Retomando a situação hipotética narrada, verificando o magistrado que o penhor de 94 novilhos ou hipoteca de um imóvel localizado em pequena cidade do interior paranaense se mostram medidas menos eficazes ao exequente que o Bacenjud realizado,[2] deverá, como operador e dirigente do processo, excepcionar a regra processual encampada no parágrafo 3° do artigo 835.
Em consulta jurisprudencial efetuada perante o Tribunal de Justiça do Paraná, verifica-se ser este o entendimento predominante:
AGRAVO DE INSTRUMENTO. EXECUÇÃO DE TÍTULO EXTRAJUDICIAL. CÉDULA DE CRÉDITO BANCÁRIO. BEM APRESENTADO COMO GARANTIA FIDUCIÁRIA. PRETENSÃO DE PENHORA VIA BACENJUD, RENAJUD E INFOJUD. POSSIBILIDADE. ART. 835, §3º DO CPC NÃO VISA BLINDAR OS DEMAIS BENS DO DEVEDOR, MAS, SIM, DAR MAIS EFETIVIDADE À EXECUÇÃO. DECISÃO REFORMADA. RECURSO PROVIDO. (TJ-PR – 13ª Câmara Cível – 0047290-63.2018.8.16.0000 – Ponta Grossa – relator desembargador Fernando Ferreira de Moraes – julgamento em 27 de março de 2019)

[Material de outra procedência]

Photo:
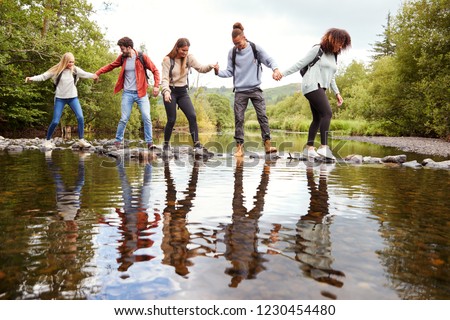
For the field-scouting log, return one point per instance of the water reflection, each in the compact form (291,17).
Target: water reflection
(241,235)
(313,239)
(61,273)
(135,227)
(176,236)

AGRAVO DE INSTRUMENTO – AÇÃO DE EXECUÇÃO DE TÍTULO EXTRAJUDICIAL. 1. Extinção da execução – Impossibilidade – Cessão fiduciária de títulos de créditos – Créditos que não se submetem aos efeitos da recuperação judicial. 2. Impossibilidade de suspensão ou extinção de ações ajuizadas contra devedores solidários e coobrigadas – Inteligência dos artigos 49, § 1° e 59 da Lei 11.101/05.3. Ordem de preferência da penhora – Penhora que deve recair preferencialmente sobre o bem dado em garantia, mas não necessariamente, conforme art. 835, § 3º, do CPC/15 – Possibilidade de realização de penhora via BACENJUD. DECISÃO MANTIDA. RECURSO NÃO PROVIDO. (TJ-PR – 14ª Câmara Cível – AI – 1682831-0 – Arapongas – relator desembargador Octavio Campos Fischer – Unânime – julgamento em 28 de novembro de 2018)

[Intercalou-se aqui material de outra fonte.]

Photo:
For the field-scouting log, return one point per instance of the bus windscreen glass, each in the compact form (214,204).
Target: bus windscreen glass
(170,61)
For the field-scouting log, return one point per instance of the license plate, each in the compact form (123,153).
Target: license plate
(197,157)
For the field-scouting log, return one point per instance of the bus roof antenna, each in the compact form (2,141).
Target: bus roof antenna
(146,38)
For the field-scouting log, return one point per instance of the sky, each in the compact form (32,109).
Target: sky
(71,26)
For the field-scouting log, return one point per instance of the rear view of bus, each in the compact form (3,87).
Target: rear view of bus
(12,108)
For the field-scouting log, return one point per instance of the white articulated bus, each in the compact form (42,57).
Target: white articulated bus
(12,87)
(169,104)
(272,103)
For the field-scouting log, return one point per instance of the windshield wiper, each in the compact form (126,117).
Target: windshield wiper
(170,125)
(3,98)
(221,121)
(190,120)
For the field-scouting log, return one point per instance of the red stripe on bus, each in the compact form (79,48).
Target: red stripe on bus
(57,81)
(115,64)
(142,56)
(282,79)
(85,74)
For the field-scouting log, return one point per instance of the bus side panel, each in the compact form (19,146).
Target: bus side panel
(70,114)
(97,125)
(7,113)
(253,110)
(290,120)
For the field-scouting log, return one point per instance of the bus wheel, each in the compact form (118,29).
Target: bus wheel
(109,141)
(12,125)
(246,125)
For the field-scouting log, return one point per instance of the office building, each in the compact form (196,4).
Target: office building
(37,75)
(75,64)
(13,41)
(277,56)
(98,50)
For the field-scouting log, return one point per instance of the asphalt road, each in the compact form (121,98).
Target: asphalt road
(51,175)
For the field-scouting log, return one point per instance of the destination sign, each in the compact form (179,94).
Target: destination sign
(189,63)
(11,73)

Agravo de instrumento. Execução de título extrajudicial. Decisão agravada que determinou a penhora online sobre dinheiro em preferência a bem dado em garantia das duplicatas executadas. Pedido do devedor de a penhora recair sobre o bem dado em garantia em substituição à penhora em dinheiro. Impossibilidade sem a concordância do exequente. Decisão mantida. A preferência para a penhora do bem dado em garantia real só pode ser invocada pelo credor e não pelo devedor, pois a garantia é instituída em benefício daquele e não deste. Aplicar a regra do § 3º do artigo 835 do CPC em favor do devedor colocaria o credor com garantia real em situação inferior ao do credor quirografário, considerando que este poderia efetuar a penhora de dinheiro, ao passo que o credor pignoratício somente poderia penhorar o bem dado em garantia. Recurso conhecido e não provido. (TJ-PR – 15ª Câmara Cível – 0016315-24.2019.8.16.0000 – Cascavel – relator desembargador Hamilton Mussi Corrêa – julgamento em 5 de junho de 2019)

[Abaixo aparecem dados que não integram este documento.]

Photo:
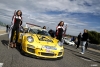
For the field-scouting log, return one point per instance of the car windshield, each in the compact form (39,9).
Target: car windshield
(41,32)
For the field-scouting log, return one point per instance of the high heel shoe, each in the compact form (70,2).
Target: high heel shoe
(15,45)
(11,45)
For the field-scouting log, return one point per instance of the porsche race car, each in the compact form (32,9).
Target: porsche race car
(37,42)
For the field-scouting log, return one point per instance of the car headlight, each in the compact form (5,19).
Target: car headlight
(30,39)
(49,47)
(60,44)
(30,46)
(62,50)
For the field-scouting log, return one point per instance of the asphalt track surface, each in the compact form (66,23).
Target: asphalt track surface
(72,58)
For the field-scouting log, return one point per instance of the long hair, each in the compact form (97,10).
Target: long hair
(60,23)
(17,13)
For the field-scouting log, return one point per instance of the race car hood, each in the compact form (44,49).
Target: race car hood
(46,40)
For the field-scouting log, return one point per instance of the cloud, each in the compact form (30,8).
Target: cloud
(75,13)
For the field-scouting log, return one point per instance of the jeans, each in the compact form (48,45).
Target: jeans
(83,46)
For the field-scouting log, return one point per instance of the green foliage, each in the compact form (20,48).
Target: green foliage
(94,37)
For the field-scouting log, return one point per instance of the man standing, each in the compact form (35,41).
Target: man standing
(84,39)
(7,28)
(79,41)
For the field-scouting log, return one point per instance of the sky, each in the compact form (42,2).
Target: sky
(77,14)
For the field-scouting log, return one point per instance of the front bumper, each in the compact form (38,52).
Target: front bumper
(42,53)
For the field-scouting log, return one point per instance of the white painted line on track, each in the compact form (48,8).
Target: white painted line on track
(3,34)
(1,64)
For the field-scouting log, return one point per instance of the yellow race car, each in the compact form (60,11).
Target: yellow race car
(37,42)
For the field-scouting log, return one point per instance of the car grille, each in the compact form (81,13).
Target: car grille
(60,53)
(47,54)
(31,50)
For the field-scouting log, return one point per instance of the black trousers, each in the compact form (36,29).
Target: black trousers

Observando-se as disposições gerais estabelecidas para o processo executivo, que estabelecem uma balança entre a maior eficácia ao processo executivo, em benefício do credor, e o princípio da menor onerosidade para o devedor, com vistas a buscar uma execução equilibrada, com atos executórios proporcionais à causa, pode o magistrado, diante dos mecanismos conferidos pelo próprio sistema processual e pela análise do caso concreto, estabelecer que a penhora mais recomendável (por exemplo, Bacenjud) à persecução executória seja aquela diferente do originariamente apregoado pelas partes como garantia do mútuo. Em outras palavras, havendo execução de crédito com garantia real, poderá a penhora recair sobre bens do executado além daqueles dados em garantia, se demonstrado ser a constrição mais recomendável.[3]
[1] Este também é o entendimento do professor Araken de Assis: “Havendo negócio jurídico das partes vinculando determinados bens à satisfação da dívida, ou gravame real – hipoteca, penhor e anticrese -, a constrição recairá obrigatoriamente sobre os bens dados em garantia, chamando a tal penhora de ‘natural’. Essa constrição poderá ser ampliada, recaindo sobre outros bens, caso a garantia seja insuficiente, ou restringir-se a parte dos bens gravados, havendo excesso. Em nenhuma hipótese, entretanto, deixará recair sobre os bens gravados, no todo ou em parte, porque a nenhuma das partes é dado desvincular-se unilateralmente do negócio jurídico no plano do direito material”. Conforme Manual da Execução, 20 ed., São Paulo: Thomson Reuters Brasil, 2018, p. 959-960.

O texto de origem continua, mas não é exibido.